On Wed, Jul 02, 2025 at 03:24:09PM -0400, Paolo Bonzini wrote:
> Il mar 24 giu 2025, 02:45 Markus Armbruster <arm...@redhat.com> ha scritto:
> 
> > > ... I think I value this a bit higher than Markus, but not really
> > because of offline builds.  Rather, keeping the "accepted" key lower (i.e.
> > supporting the packaged sphinx on a wide range of distros) makes it easier
> > to bump the "installed" key when needed, as in this failure to run 5.3.0
> > under Python 3.13.
> >
> > Showing my ignorance again...  I don't understand how keeping "accepted"
> > lower helps.
> >
> 
> Because it makes it easier to use distro Python. If distro Python is
> <accepted, configure's will try to use the "installed" version. If that
> version in turn is too new for distro Python, you're screwed. So you want
> to be as conservative as needed for accepted, but not more.
> 
> Regarding fool or pioneer: for sure we're extraordinarily kind towards
> distros. To some extent we have to do that because of 1) the possible
> competition of other VMMs that completely ignore distros (e.g. because they
> just use cargo)—packaging is an area where C still has an edge and we want
> to keep that edge 2) we're an infrastructure component that can't just tell
> users to grab a flatpak.
> 
> The distro policy (mostly conceived by Dan) has served us well, with only
> small adjustments needed to have newish version of Meson/Rust(*), and
> non-prehistoric versions of Python. I don't see a need to change it, since
> at this point we have the tools needed to manage the complexity.

Note that much of the commentary about distros versions has been in
relation to the distro packagers, but that was not my only target
in writing the distro policy. It was equally aimed at contributors
using such distros, as well as 3rd party vendors building solutions
on top of designated distro versions

You can say contributors should just pick newer containers for their
build env, or manually download newer deps, or have QEMU build fancy
scripts to auto-download newer deps. All of those options have a cost
to them, as compared to using what is already present in the distro.

In terms of 3rd party vendors, they can have similar roles to a distro
vendor, but are more likely to package up newer QEMU versions to run
on pre-existing distros.

A further goal of the support policy was to provide a mechanism to
eliminate exactly these kind of mail threads.

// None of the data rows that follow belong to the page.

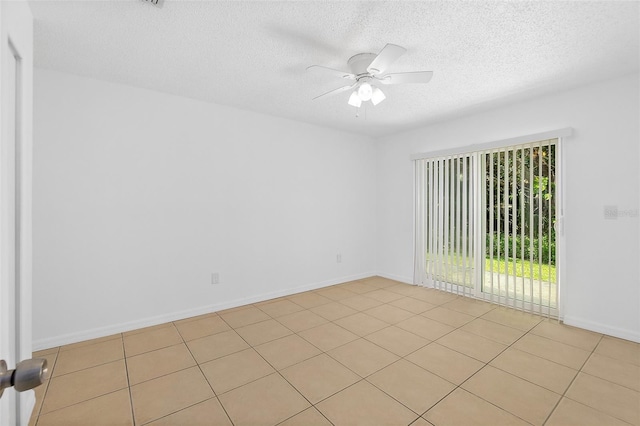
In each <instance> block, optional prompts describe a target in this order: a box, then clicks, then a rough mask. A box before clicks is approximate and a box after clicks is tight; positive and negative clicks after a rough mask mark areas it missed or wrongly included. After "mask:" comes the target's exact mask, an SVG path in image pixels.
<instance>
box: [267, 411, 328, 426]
mask: <svg viewBox="0 0 640 426" xmlns="http://www.w3.org/2000/svg"><path fill="white" fill-rule="evenodd" d="M278 426H331V422H330V421H329V420H327V418H326V417H325V416H323V415H322V414H321V413H320V411H318V410H316V409H315V408H313V407H311V408H307V409H306V410H304V411H303V412H302V413H299V414H296V415H295V416H293V417H290V418H289V419H287V420H285V421H284V422H282V423H280V424H279V425H278Z"/></svg>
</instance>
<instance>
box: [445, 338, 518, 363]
mask: <svg viewBox="0 0 640 426" xmlns="http://www.w3.org/2000/svg"><path fill="white" fill-rule="evenodd" d="M437 342H438V343H439V344H441V345H443V346H446V347H448V348H449V349H453V350H454V351H458V352H460V353H463V354H465V355H468V356H470V357H471V358H475V359H477V360H478V361H482V362H489V361H491V360H492V359H493V358H495V357H496V356H497V355H498V354H499V353H500V352H502V351H503V350H505V349H506V348H507V346H506V345H503V344H502V343H498V342H494V341H493V340H489V339H486V338H484V337H481V336H478V335H476V334H473V333H469V332H466V331H464V330H455V331H453V332H451V333H449V334H447V335H446V336H444V337H442V338H440V339H438V340H437Z"/></svg>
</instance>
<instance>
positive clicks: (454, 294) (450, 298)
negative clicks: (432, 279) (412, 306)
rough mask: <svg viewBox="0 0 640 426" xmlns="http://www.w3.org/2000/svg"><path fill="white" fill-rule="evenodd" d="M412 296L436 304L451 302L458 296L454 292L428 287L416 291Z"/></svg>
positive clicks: (421, 299)
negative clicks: (452, 300)
mask: <svg viewBox="0 0 640 426" xmlns="http://www.w3.org/2000/svg"><path fill="white" fill-rule="evenodd" d="M413 297H414V298H416V299H418V300H422V301H424V302H428V303H431V304H432V305H436V306H437V305H442V304H443V303H448V302H451V301H452V300H455V299H457V298H458V296H456V295H455V294H452V293H448V292H446V291H440V290H434V289H430V288H425V289H424V291H422V292H420V293H416V294H415V295H414V296H413Z"/></svg>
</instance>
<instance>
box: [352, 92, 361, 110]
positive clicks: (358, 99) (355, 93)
mask: <svg viewBox="0 0 640 426" xmlns="http://www.w3.org/2000/svg"><path fill="white" fill-rule="evenodd" d="M349 105H351V106H354V107H356V108H360V105H362V101H361V100H360V97H359V96H358V92H357V91H354V92H353V93H352V94H351V97H350V98H349Z"/></svg>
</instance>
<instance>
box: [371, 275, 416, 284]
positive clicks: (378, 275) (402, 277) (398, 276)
mask: <svg viewBox="0 0 640 426" xmlns="http://www.w3.org/2000/svg"><path fill="white" fill-rule="evenodd" d="M376 275H378V276H379V277H382V278H389V279H390V280H394V281H400V282H401V283H405V284H411V285H413V277H405V276H401V275H394V274H385V273H384V272H378V273H377V274H376Z"/></svg>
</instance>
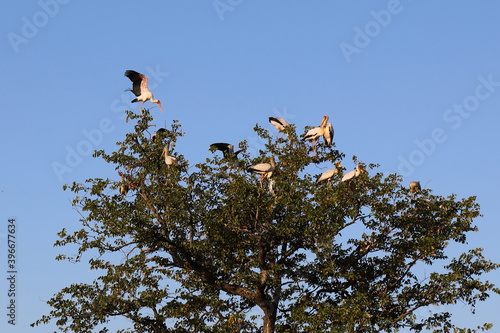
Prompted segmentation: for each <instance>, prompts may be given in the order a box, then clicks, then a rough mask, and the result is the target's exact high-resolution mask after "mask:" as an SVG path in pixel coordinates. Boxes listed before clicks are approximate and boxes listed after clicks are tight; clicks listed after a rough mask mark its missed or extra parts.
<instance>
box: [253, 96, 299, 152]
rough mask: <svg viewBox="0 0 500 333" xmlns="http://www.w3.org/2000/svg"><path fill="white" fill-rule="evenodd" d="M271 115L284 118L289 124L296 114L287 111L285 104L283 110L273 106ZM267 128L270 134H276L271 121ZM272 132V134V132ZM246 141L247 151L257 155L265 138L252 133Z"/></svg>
mask: <svg viewBox="0 0 500 333" xmlns="http://www.w3.org/2000/svg"><path fill="white" fill-rule="evenodd" d="M273 116H274V117H279V118H283V119H285V120H286V121H287V122H288V123H289V124H291V123H292V122H291V120H292V119H295V118H296V117H297V115H295V114H293V113H288V111H287V109H286V106H284V107H283V110H279V109H278V108H273ZM268 130H269V133H270V134H271V136H273V135H274V136H276V135H277V134H278V130H277V129H276V127H274V126H273V125H272V124H271V123H269V122H268ZM273 133H274V134H273ZM247 142H248V153H250V154H251V155H254V156H258V155H259V150H264V149H265V147H266V146H265V145H266V143H267V140H265V139H262V138H261V137H260V136H258V135H256V134H254V135H253V136H251V137H248V138H247Z"/></svg>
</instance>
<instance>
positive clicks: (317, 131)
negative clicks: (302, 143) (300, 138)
mask: <svg viewBox="0 0 500 333" xmlns="http://www.w3.org/2000/svg"><path fill="white" fill-rule="evenodd" d="M327 121H328V116H326V115H325V116H323V120H322V121H321V124H320V125H319V127H315V128H313V129H311V130H309V132H307V133H306V135H305V136H304V137H303V138H302V141H312V142H313V151H314V156H316V155H317V154H316V143H317V140H318V138H319V137H321V136H323V135H325V126H326V122H327Z"/></svg>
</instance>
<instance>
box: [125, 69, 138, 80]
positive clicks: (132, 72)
mask: <svg viewBox="0 0 500 333" xmlns="http://www.w3.org/2000/svg"><path fill="white" fill-rule="evenodd" d="M124 75H125V76H126V77H128V78H129V79H130V80H133V79H135V78H137V77H139V76H140V75H141V74H140V73H139V72H136V71H133V70H131V69H127V70H126V71H125V74H124Z"/></svg>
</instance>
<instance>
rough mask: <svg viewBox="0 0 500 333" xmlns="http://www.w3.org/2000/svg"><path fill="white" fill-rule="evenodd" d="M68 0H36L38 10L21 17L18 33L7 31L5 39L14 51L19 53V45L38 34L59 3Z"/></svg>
mask: <svg viewBox="0 0 500 333" xmlns="http://www.w3.org/2000/svg"><path fill="white" fill-rule="evenodd" d="M69 1H70V0H39V1H38V2H37V4H38V6H39V7H40V10H38V11H37V12H35V13H34V14H33V15H32V16H31V17H30V18H28V17H26V16H23V17H22V18H21V21H22V27H21V30H20V33H15V32H12V31H11V32H9V33H8V34H7V39H8V40H9V42H10V45H11V46H12V49H13V50H14V53H16V54H17V53H19V51H20V49H19V47H20V46H21V45H23V44H28V42H29V41H30V40H31V39H33V38H35V37H36V35H38V32H39V30H40V29H41V28H43V27H45V26H46V25H47V24H48V23H49V21H50V19H51V18H54V17H55V16H56V15H57V13H59V9H60V6H61V5H65V4H67V3H68V2H69Z"/></svg>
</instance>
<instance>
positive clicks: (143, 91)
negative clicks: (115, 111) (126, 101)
mask: <svg viewBox="0 0 500 333" xmlns="http://www.w3.org/2000/svg"><path fill="white" fill-rule="evenodd" d="M125 76H126V77H128V78H129V79H130V81H132V89H130V91H132V92H133V93H134V95H136V96H137V98H135V99H133V100H132V103H135V102H142V104H141V106H140V107H139V109H140V110H141V113H142V106H143V105H144V102H146V101H148V100H149V101H151V103H156V104H158V106H159V107H160V111H161V112H162V113H163V110H162V108H161V103H160V101H159V100H157V99H153V94H152V93H151V91H149V89H148V78H147V77H146V76H145V75H143V74H141V73H137V72H136V71H132V70H127V71H125Z"/></svg>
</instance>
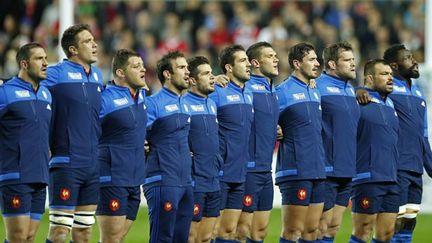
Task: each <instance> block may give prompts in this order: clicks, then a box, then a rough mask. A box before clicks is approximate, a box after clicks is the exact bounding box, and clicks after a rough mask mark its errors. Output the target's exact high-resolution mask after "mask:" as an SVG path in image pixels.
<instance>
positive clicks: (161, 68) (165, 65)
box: [156, 51, 184, 84]
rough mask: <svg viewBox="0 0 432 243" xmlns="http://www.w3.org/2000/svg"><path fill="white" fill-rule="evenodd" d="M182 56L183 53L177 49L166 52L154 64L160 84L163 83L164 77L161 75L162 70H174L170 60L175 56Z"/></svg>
mask: <svg viewBox="0 0 432 243" xmlns="http://www.w3.org/2000/svg"><path fill="white" fill-rule="evenodd" d="M180 57H184V55H183V53H181V52H179V51H172V52H168V54H166V55H164V56H163V57H162V58H161V59H160V60H159V61H158V62H157V65H156V72H157V75H158V78H159V80H160V81H161V83H162V84H164V83H165V77H164V76H163V72H164V71H165V70H168V71H169V72H170V73H173V72H174V69H173V67H172V64H171V60H175V59H177V58H180Z"/></svg>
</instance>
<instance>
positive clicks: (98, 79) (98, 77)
mask: <svg viewBox="0 0 432 243" xmlns="http://www.w3.org/2000/svg"><path fill="white" fill-rule="evenodd" d="M93 78H94V79H95V80H96V81H99V77H98V76H97V73H93Z"/></svg>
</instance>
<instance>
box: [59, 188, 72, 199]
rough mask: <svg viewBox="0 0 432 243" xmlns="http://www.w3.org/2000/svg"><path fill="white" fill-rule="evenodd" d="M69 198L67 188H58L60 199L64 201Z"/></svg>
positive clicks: (68, 191) (68, 195) (69, 196)
mask: <svg viewBox="0 0 432 243" xmlns="http://www.w3.org/2000/svg"><path fill="white" fill-rule="evenodd" d="M69 198H70V190H69V189H67V188H62V189H60V199H61V200H63V201H66V200H68V199H69Z"/></svg>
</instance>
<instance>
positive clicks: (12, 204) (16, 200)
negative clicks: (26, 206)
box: [11, 196, 21, 209]
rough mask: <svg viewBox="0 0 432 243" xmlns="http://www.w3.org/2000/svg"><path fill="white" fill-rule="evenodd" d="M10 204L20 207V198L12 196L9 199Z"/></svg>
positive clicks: (11, 204)
mask: <svg viewBox="0 0 432 243" xmlns="http://www.w3.org/2000/svg"><path fill="white" fill-rule="evenodd" d="M11 206H12V208H15V209H17V208H20V207H21V199H20V198H19V197H18V196H14V197H12V199H11Z"/></svg>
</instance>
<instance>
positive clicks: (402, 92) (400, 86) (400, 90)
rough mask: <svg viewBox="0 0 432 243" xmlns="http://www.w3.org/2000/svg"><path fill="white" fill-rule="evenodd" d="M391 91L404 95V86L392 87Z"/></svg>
mask: <svg viewBox="0 0 432 243" xmlns="http://www.w3.org/2000/svg"><path fill="white" fill-rule="evenodd" d="M393 90H394V91H396V92H401V93H406V88H405V86H396V85H393Z"/></svg>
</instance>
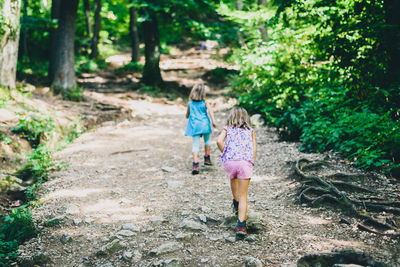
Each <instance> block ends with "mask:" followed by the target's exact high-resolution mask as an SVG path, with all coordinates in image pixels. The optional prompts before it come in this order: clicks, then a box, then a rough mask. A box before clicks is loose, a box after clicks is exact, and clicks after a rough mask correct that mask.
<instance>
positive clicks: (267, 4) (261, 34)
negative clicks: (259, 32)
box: [258, 0, 269, 41]
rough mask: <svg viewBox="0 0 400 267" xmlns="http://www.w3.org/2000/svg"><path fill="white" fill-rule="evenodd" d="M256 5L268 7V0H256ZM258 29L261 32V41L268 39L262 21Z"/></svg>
mask: <svg viewBox="0 0 400 267" xmlns="http://www.w3.org/2000/svg"><path fill="white" fill-rule="evenodd" d="M258 5H259V6H264V7H268V0H258ZM259 30H260V34H261V39H262V40H263V41H268V39H269V37H268V31H267V27H266V26H265V23H263V24H262V25H261V26H260V28H259Z"/></svg>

Before we had the policy,
every single time someone wanted to bump the min version of any dep
we would have debates over whether it was OK or not, there was always
someone who wanted the old version of the distro forever.  Defining
the policy has allowed us to unconditionally bump the min versions of
our times on a usually reasonable timeframe, without needing to engage
in debate. We can just point people to our support policy when they
complained that they really wanted old versions X, Y, & Z.

Every time we make an exception to the policy, we undermine the benefits
we obtain from it, taking us back the old world where our min versions
were an inconsistent & arbitrary set, with little clear understanding
of when we would change, either by maintainers or users.